IWYU has a `.clang-format` file, so everything should play out nicely if you use
clang-format on your edited lines. PLEASE do not reformat more than lines you
touch, especially not whole files. The git-clang-format tool can help with this.
We observe a few [LLVM-inspired rules][1] for IWYU:
* **Use 'auto' sparingly** -- we don't subscribe to the "Almost always auto"
guideline in IWYU. In line with LLVM tradition we use `auto` when it improves
readability, and take that to mean when the type is already clearly visible on
the line (e.g. `const auto& d = cast<Derived>(b);`) or when iterator
declarations would grow too unwieldy (e.g. `const auto i = some_map.begin();`).

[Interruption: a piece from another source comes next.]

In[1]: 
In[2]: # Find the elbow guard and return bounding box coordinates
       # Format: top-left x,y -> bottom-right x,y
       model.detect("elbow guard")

* **Prefer 'static' to anonymous namespaces** -- while `static` is decidedly a
C-ism, we find it's a readability win compared to anonymous namespaces to mark
functions for internal linkage. The LLVM coding standards make the argument
well, so no use to repeat it here.
Other than that, we mostly follow mainstream C++ style, if there is such a
thing.
## Python ##
Older IWYU Python code follows the [Google convention for Python code][3], but
newer scripts typically just use [PEP8][4].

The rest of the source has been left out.